Über mich

Würde man meine Freunde fragen, was ich oft dabei habe, dann wäre die Antwort wohl “eine Kamera“. Mein Weg zur Fotografie war dabei geprägt von Phasen des enthusiastischen Fotografierens gepaart mit zeitweisen Phasen des absoluten Stillstands.

Meine erste Kamera hatte ich in der Hand, da war ich noch in der Grundschule. Es war ein einfaches Modell, das noch mit einem Film ausgestattet werden musste, um überhaupt fotografieren zu können, aber noch weit weg von jeder Form der Spiegelreflexkamera. Es lehrt einen, dass man sich wirklich gut überlegt, was man fotografieren möchte, denn ein Bild auf einem Film löscht man nicht so einfach. Zum Glück konnte ich mich dann kurz darauf der familieneigenen Digitalkamera bedienen. Damit war zumindest das Problem der auf zweiunddreißig Bilder begrenzten Speicherkapazität eines Films ausgehebelt.

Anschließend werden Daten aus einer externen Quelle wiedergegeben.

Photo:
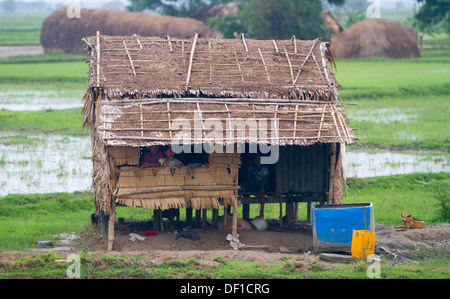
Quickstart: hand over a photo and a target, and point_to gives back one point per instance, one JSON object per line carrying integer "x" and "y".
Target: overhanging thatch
{"x": 160, "y": 91}
{"x": 154, "y": 67}
{"x": 143, "y": 86}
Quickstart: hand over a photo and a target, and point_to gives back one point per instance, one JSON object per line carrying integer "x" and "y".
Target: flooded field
{"x": 31, "y": 100}
{"x": 63, "y": 164}
{"x": 45, "y": 164}
{"x": 371, "y": 163}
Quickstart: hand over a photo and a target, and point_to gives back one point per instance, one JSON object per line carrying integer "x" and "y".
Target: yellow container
{"x": 363, "y": 243}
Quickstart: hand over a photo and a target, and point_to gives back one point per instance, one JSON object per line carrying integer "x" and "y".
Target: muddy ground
{"x": 271, "y": 246}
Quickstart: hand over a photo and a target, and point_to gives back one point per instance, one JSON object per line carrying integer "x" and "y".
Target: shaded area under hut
{"x": 217, "y": 103}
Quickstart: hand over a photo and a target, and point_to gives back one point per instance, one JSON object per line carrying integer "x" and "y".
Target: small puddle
{"x": 384, "y": 115}
{"x": 32, "y": 100}
{"x": 45, "y": 164}
{"x": 55, "y": 163}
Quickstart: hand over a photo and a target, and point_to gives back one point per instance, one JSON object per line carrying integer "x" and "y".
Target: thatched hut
{"x": 376, "y": 38}
{"x": 208, "y": 97}
{"x": 64, "y": 33}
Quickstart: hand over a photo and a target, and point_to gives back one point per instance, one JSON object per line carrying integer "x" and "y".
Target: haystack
{"x": 376, "y": 38}
{"x": 63, "y": 33}
{"x": 146, "y": 91}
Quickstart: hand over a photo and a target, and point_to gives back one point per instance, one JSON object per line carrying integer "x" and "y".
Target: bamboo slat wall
{"x": 160, "y": 122}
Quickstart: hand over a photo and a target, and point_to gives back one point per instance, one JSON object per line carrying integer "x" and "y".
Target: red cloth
{"x": 150, "y": 233}
{"x": 149, "y": 158}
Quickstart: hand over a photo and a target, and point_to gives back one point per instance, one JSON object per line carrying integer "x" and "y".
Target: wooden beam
{"x": 191, "y": 59}
{"x": 129, "y": 57}
{"x": 112, "y": 218}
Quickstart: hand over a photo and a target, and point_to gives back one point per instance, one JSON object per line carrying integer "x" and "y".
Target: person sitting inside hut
{"x": 152, "y": 157}
{"x": 256, "y": 181}
{"x": 169, "y": 160}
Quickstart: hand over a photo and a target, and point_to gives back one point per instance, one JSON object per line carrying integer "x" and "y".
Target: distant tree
{"x": 180, "y": 8}
{"x": 8, "y": 5}
{"x": 279, "y": 19}
{"x": 433, "y": 12}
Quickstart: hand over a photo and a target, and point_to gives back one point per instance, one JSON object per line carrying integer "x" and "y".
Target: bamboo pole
{"x": 331, "y": 175}
{"x": 191, "y": 59}
{"x": 129, "y": 57}
{"x": 264, "y": 63}
{"x": 306, "y": 59}
{"x": 111, "y": 221}
{"x": 230, "y": 101}
{"x": 321, "y": 120}
{"x": 98, "y": 58}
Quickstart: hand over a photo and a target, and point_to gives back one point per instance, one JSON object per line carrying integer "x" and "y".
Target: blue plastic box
{"x": 333, "y": 225}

Es folgten dann noch zwei weitere kleine Digitalkameras, die mich mein Schulleben über begleiteten und mit treue Dienste erwiesen. Für meine Zwecke damals reichte das aus. Ich wollte die Möglichkeit Bilder zu machen dabei haben und viel Platz dazu gab es dazu leider nicht.

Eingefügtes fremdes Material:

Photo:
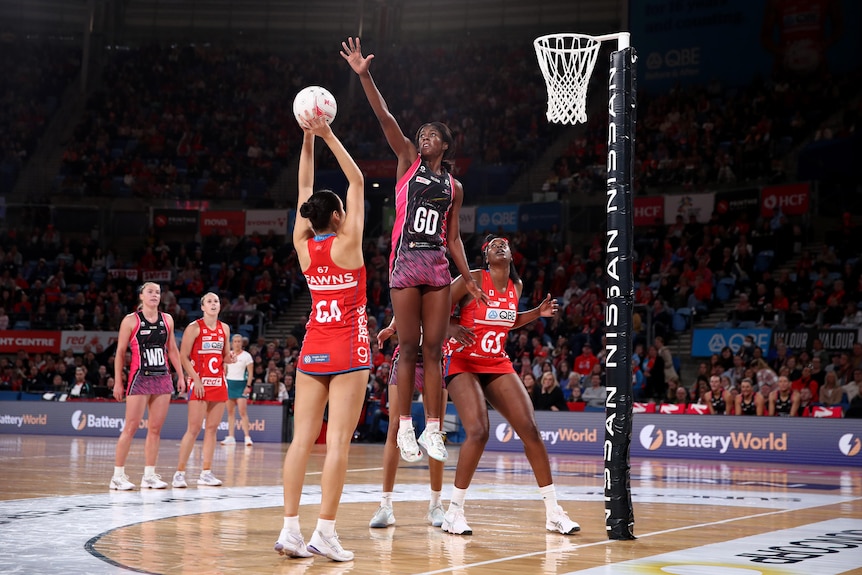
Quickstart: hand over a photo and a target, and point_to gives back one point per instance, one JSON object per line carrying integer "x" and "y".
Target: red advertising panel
{"x": 31, "y": 341}
{"x": 791, "y": 199}
{"x": 81, "y": 341}
{"x": 219, "y": 223}
{"x": 649, "y": 211}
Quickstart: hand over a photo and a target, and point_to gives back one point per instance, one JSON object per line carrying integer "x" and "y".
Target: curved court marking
{"x": 66, "y": 524}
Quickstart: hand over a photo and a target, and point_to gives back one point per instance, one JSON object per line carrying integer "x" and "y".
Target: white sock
{"x": 549, "y": 496}
{"x": 435, "y": 498}
{"x": 292, "y": 524}
{"x": 458, "y": 496}
{"x": 326, "y": 527}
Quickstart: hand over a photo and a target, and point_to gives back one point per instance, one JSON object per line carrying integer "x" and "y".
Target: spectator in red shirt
{"x": 583, "y": 364}
{"x": 806, "y": 381}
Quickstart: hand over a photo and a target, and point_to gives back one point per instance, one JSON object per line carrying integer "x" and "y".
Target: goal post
{"x": 567, "y": 61}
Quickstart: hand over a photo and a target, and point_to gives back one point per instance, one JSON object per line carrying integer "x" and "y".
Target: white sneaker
{"x": 207, "y": 478}
{"x": 455, "y": 523}
{"x": 121, "y": 483}
{"x": 179, "y": 480}
{"x": 432, "y": 441}
{"x": 291, "y": 544}
{"x": 329, "y": 547}
{"x": 435, "y": 515}
{"x": 406, "y": 441}
{"x": 153, "y": 482}
{"x": 558, "y": 520}
{"x": 383, "y": 517}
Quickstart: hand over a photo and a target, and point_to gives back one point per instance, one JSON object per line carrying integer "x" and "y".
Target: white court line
{"x": 606, "y": 542}
{"x": 70, "y": 522}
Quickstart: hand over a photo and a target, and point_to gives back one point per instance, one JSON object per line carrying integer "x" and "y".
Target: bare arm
{"x": 174, "y": 356}
{"x": 301, "y": 226}
{"x": 456, "y": 245}
{"x": 404, "y": 148}
{"x": 123, "y": 337}
{"x": 189, "y": 336}
{"x": 351, "y": 230}
{"x": 548, "y": 308}
{"x": 228, "y": 355}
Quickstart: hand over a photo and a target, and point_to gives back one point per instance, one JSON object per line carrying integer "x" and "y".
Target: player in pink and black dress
{"x": 336, "y": 352}
{"x": 204, "y": 352}
{"x": 427, "y": 205}
{"x": 480, "y": 372}
{"x": 149, "y": 335}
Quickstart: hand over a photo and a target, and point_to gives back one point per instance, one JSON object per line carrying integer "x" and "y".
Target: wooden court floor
{"x": 691, "y": 517}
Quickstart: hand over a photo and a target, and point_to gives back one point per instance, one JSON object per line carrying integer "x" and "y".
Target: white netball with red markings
{"x": 317, "y": 100}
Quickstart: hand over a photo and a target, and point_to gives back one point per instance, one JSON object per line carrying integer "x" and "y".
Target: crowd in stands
{"x": 215, "y": 123}
{"x": 201, "y": 121}
{"x": 190, "y": 121}
{"x": 699, "y": 135}
{"x": 35, "y": 74}
{"x": 52, "y": 282}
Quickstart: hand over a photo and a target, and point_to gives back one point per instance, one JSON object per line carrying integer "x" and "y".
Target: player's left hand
{"x": 474, "y": 290}
{"x": 549, "y": 307}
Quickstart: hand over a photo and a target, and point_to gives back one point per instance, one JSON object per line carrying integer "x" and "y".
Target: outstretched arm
{"x": 301, "y": 227}
{"x": 355, "y": 205}
{"x": 351, "y": 51}
{"x": 548, "y": 308}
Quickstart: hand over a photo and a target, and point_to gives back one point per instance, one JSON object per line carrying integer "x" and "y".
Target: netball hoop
{"x": 567, "y": 61}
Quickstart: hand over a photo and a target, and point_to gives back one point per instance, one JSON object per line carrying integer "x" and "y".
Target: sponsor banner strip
{"x": 107, "y": 419}
{"x": 761, "y": 439}
{"x": 825, "y": 548}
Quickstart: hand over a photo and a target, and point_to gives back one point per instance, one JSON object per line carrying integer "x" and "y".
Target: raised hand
{"x": 352, "y": 52}
{"x": 315, "y": 125}
{"x": 549, "y": 307}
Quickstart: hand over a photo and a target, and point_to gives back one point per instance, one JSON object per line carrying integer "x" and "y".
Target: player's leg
{"x": 350, "y": 389}
{"x": 384, "y": 516}
{"x": 136, "y": 405}
{"x": 469, "y": 399}
{"x": 312, "y": 393}
{"x": 407, "y": 305}
{"x": 157, "y": 413}
{"x": 242, "y": 407}
{"x": 214, "y": 414}
{"x": 231, "y": 422}
{"x": 507, "y": 395}
{"x": 435, "y": 469}
{"x": 197, "y": 411}
{"x": 436, "y": 308}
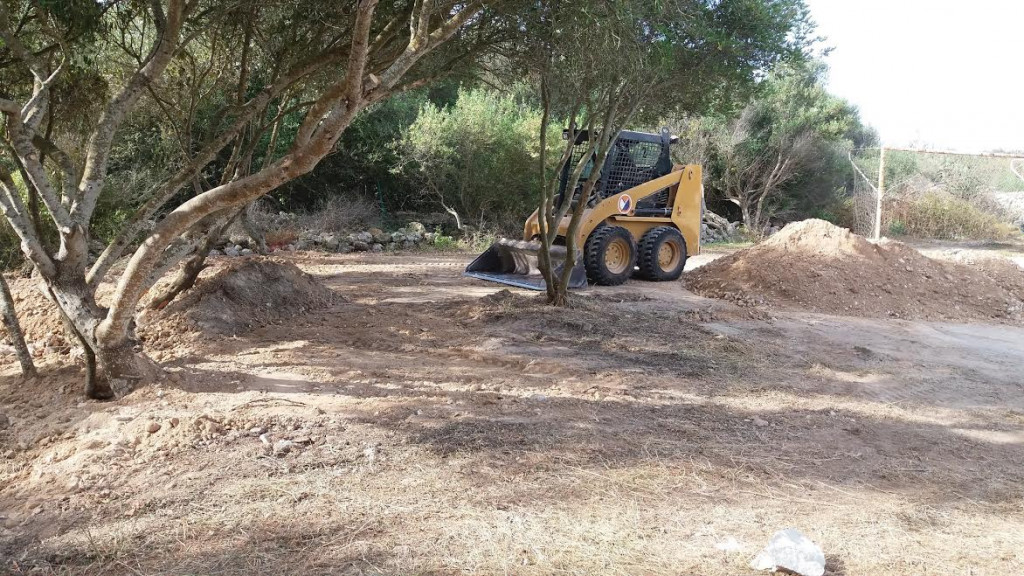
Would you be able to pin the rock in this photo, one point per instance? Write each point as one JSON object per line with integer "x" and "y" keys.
{"x": 788, "y": 550}
{"x": 283, "y": 447}
{"x": 239, "y": 240}
{"x": 730, "y": 544}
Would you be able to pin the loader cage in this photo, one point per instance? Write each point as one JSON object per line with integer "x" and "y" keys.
{"x": 635, "y": 158}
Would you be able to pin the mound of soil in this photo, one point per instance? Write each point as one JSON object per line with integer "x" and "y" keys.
{"x": 819, "y": 266}
{"x": 242, "y": 295}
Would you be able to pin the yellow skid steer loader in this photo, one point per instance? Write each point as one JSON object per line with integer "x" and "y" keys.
{"x": 643, "y": 219}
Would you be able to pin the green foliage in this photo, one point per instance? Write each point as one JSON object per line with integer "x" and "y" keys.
{"x": 444, "y": 243}
{"x": 945, "y": 216}
{"x": 784, "y": 155}
{"x": 477, "y": 158}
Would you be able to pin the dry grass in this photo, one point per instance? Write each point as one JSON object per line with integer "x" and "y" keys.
{"x": 501, "y": 437}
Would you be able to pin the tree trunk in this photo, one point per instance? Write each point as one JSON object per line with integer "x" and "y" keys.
{"x": 110, "y": 370}
{"x": 190, "y": 269}
{"x": 187, "y": 275}
{"x": 14, "y": 330}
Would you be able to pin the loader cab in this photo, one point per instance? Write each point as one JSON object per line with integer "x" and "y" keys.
{"x": 635, "y": 158}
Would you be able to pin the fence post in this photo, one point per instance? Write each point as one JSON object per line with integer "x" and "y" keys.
{"x": 879, "y": 193}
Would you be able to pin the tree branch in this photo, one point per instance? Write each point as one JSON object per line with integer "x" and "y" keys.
{"x": 102, "y": 137}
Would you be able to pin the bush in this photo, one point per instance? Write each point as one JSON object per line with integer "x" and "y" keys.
{"x": 942, "y": 215}
{"x": 476, "y": 158}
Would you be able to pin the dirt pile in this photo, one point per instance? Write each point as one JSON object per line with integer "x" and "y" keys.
{"x": 819, "y": 266}
{"x": 238, "y": 297}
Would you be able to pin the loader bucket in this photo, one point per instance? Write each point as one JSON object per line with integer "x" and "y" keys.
{"x": 515, "y": 263}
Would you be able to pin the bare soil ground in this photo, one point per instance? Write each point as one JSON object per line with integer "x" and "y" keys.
{"x": 426, "y": 423}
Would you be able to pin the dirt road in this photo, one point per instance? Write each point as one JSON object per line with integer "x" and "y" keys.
{"x": 431, "y": 424}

Erst als ich dann zu studieren begann, erfüllte ich mir den Traum einer eigenen Spiegelreflexkamera. Vermutlich auch, weil mein Smartphone mir die Möglichkeit gab immer und überall knipsen zu können, begann ich mit der Spiegelreflexkamera bewusster zu fotografieren.

Daneben begann ich mich in die theoretischen Grundlagen der Fotografie einzulesen, um nicht immer auf “gut Glück“ zu fotografieren und natürlich habe ich keine Gelegenheit ausgelassen zu üben. Ein Zitat das mir damals über den Weg gelaufen ist und von dem ich leider den Urheber nicht mehr kenne, ist: “Die ersten 10.000 Bilder sind die schlechtesten“. Man glaubt es am Anfang nicht, aber es ist schon sehr viel Wahres in diesem Spruch enthalten.

Mit dem Start ins Berufsleben und dem ersten eigenen Gehalt waren dann alle Voraussetzungen erfüllt, um der in die Jahre gekommenen Kamera einen Nachfolger zu kaufen und mit der Fotografie erneut einen Schritt weiter zu gehen. Zeitgleich startete ich meine ersten Gehversuche in der Welt der TfP-Fotografie, denn zu lernen gab und gibt es hier noch viel.

Würde man mich anfragen, welche Richtung der Fotografie ich am liebsten vertrete, würde ich wohl sagen „die Interessanten“.